"Is India-Pakistan Cricket Rivalry Dead? Suryakumar Yadav Says So, Numbers Back Him Up
Suryakumar Yadav doesn't want India and Pakistan to be considered as 'rivals' in T20I cricket. Numbers back his theory.
- Written by Rica Roy
- Updated: September 22, 2025 11:57 am IST
India captain Suryakumar Yadav bluntly told reporters after India's Asia Cup win that "this is not a rivalry anymore," and then pointed to the cold math - a sequence of one-sided results in ICC events and T20s - to make his case. Below we unpack that claim, show the key stats (with charts), and weigh whether anecdotes and rankings really mean the rivalry is finished - or simply that Pakistan are in a rough patch right now.
1) What Surya actually said - and why it matters
Suryakumar Yadav pushed back on the media framing after India's Asia Cup Super Four win, saying the word "rivalry" is misleading given how lopsided recent results have been. He explained rivalry as something that implies fairly balanced contests - e.g., "if two teams play 15-20 matches and there's a 7-all or someone is ahead 8-7, then it's called rivalry." He pointed to sequences such as "13-0, 10-1" as shorthand for the mismatch he was describing and referenced India's dominance in ICC events and recent T20I results.
2) The quick scoreboard: results that fuel his claim
India beat Pakistan in the Asia Cup Super Four (India chased 172, won by six wickets).
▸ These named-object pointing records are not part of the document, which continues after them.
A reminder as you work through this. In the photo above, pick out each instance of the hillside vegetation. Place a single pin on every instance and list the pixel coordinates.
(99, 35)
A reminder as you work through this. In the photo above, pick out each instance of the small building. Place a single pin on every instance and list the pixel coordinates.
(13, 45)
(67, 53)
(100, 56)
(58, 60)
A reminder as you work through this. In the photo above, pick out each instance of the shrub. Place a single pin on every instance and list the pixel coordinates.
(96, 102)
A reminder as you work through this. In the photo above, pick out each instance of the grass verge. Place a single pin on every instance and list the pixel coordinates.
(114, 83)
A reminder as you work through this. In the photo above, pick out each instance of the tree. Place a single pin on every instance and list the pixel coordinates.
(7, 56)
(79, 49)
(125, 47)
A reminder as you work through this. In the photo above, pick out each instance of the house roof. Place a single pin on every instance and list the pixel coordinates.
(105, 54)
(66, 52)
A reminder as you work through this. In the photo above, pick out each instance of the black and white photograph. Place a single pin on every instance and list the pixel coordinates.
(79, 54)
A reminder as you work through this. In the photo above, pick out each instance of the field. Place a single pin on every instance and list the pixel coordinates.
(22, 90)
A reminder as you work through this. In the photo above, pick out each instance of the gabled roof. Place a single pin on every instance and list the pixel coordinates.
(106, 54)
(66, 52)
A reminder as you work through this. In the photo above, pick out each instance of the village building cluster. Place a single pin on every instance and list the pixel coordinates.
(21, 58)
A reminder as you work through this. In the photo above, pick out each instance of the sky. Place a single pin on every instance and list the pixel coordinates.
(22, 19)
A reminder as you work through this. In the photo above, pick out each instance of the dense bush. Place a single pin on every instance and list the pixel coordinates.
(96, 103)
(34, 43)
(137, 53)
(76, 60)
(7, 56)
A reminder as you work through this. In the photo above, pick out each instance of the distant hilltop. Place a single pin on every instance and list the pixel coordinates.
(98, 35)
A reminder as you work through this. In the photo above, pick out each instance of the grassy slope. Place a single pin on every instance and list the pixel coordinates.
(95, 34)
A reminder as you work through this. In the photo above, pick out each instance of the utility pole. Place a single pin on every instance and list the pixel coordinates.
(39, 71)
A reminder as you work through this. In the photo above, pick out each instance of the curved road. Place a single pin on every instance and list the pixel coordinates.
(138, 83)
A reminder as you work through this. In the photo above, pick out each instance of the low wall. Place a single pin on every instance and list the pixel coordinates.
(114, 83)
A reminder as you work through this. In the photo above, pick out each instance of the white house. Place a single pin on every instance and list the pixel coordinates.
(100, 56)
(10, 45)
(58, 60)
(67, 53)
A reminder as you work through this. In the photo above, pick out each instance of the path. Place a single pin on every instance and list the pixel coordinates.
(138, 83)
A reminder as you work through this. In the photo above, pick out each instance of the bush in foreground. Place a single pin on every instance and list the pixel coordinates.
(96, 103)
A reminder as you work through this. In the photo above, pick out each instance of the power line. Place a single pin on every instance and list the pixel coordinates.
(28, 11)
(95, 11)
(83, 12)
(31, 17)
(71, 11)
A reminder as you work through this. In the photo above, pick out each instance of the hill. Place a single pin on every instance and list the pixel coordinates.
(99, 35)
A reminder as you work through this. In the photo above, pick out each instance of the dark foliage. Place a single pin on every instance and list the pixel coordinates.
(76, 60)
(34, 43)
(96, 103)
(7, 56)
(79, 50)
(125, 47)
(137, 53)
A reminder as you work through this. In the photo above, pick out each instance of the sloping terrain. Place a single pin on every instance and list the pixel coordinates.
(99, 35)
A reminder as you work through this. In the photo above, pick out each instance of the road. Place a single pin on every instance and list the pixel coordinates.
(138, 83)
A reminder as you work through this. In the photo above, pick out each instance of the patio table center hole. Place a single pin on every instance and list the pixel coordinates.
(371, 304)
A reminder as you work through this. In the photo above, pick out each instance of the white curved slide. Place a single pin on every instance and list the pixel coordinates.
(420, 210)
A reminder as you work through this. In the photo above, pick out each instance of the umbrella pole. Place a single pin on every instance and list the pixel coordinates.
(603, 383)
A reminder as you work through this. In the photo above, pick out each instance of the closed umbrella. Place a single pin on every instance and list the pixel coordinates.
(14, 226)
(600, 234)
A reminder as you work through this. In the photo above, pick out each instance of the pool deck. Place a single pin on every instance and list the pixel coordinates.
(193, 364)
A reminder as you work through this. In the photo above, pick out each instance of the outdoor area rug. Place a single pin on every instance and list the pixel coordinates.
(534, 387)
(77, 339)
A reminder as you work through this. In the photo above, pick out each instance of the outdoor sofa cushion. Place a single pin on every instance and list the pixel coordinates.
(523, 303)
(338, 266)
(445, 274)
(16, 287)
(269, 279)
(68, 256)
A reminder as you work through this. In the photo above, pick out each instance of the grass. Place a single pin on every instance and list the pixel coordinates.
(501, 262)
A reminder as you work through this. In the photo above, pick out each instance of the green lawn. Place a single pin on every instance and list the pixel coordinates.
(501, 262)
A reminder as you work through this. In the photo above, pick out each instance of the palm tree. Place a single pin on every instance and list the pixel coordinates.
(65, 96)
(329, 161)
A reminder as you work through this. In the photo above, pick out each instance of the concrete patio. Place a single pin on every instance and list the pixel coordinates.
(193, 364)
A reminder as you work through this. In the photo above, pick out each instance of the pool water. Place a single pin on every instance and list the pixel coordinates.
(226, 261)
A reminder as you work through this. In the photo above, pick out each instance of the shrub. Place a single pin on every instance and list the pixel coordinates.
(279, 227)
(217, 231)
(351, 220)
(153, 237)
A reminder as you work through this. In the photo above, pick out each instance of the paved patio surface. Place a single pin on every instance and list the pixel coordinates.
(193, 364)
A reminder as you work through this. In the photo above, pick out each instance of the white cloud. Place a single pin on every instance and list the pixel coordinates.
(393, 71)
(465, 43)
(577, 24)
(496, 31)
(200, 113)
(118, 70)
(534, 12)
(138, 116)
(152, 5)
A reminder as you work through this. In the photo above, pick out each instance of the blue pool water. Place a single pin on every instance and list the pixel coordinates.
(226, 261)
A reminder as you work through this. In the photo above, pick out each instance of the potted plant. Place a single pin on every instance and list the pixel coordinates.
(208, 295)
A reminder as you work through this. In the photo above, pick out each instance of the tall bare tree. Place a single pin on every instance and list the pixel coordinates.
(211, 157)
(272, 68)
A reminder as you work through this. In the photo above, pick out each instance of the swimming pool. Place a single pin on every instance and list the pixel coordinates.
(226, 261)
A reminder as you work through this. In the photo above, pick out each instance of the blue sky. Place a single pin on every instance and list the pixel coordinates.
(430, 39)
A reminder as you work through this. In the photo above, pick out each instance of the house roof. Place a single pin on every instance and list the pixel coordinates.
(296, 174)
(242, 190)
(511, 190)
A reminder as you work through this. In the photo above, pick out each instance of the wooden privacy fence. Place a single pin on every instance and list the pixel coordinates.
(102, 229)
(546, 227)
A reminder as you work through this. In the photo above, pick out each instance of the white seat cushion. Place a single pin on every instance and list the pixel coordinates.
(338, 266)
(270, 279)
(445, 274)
That win followed an earlier tournament victory as well - reinforcing the one-sided narrative.
Surya and multiple outlets cited head-to-head T20 numbers showing India comfortably ahead in recent matchups (India 11 wins to Pakistan 3 in the recent T20 sample referenced). He also referenced India's near-clean record in ICC events vs Pakistan (India leading 7-1 in some ICC contexts). These are the raw facts behind his "not a rivalry" line.
3) Pakistan's form and rankings - the numbers that show decline
Pakistan's 2025 ODI form has been unusually poor: one analysis called 2025 Pakistan's worst-ever year in ODIs so far, with just 2 wins from 11 ODIs (an 18.18% win rate). That kind of calendar-year collapse is a clear driver of the "decline" narrative.
The team has also slipped in ICC ODI rankings recently - Pakistan dropped a place in the latest ICC ODI table (moving off a top-four spot), a sign that match losses are now affecting official standing too.
Reporting and features over the last 12-18 months have flagged deeper problems - instability, poor results across formats and internal chaos - which help explain why Pakistan struggle to produce the consistent, high-pressure performances that define great rivalries.

4) Context: rivalry is more than a scoreboard - but results matter
A sporting rivalry is built on repeated, meaningful contests that are competitive, dramatic, and culturally charged. India-Pakistan cricket has all of those ingredients historically - political context, packed stadiums, huge viewership. But Surya's point is narrower and on-field: if one side keeps winning convincingly across marquee matches and ICC events, the "competitive" element fades and the fixture risks becoming predictable rather than a back-and-forth rivalry. The recent results and rankings shifts make that predictable narrative easier to argue.
5) Counterpoints - why the rivalry isn't necessarily "dead"
Rivalries breathe and ebb. A period of dominance doesn't erase decades of history, nor the social and emotional weight these fixtures carry across both countries. Even if Pakistan are down, a single big tournament or a comeback series could restore competitive balance quickly.
Format and sample size matter. Surya's remarks mostly referenced T20/ICC contests; Pakistan may still be stronger in other formats or in future cycles once selections, coaching and domestic structures stabilize.
Non-statistical moments still fuel the fixture: controversial incidents, political overtones, and moments on and off the field mean the match will continue to feel huge even when scoreboard margins are wide.
6) What the data says right now?
Short term: Surya Kumar's blunt assessment is supported by recent, one-sided results, Pakistan's troubling 2025 ODI numbers and downgrades in rankings. The facts he cited are real and explain why many see India-Pakistan as currently unbalanced.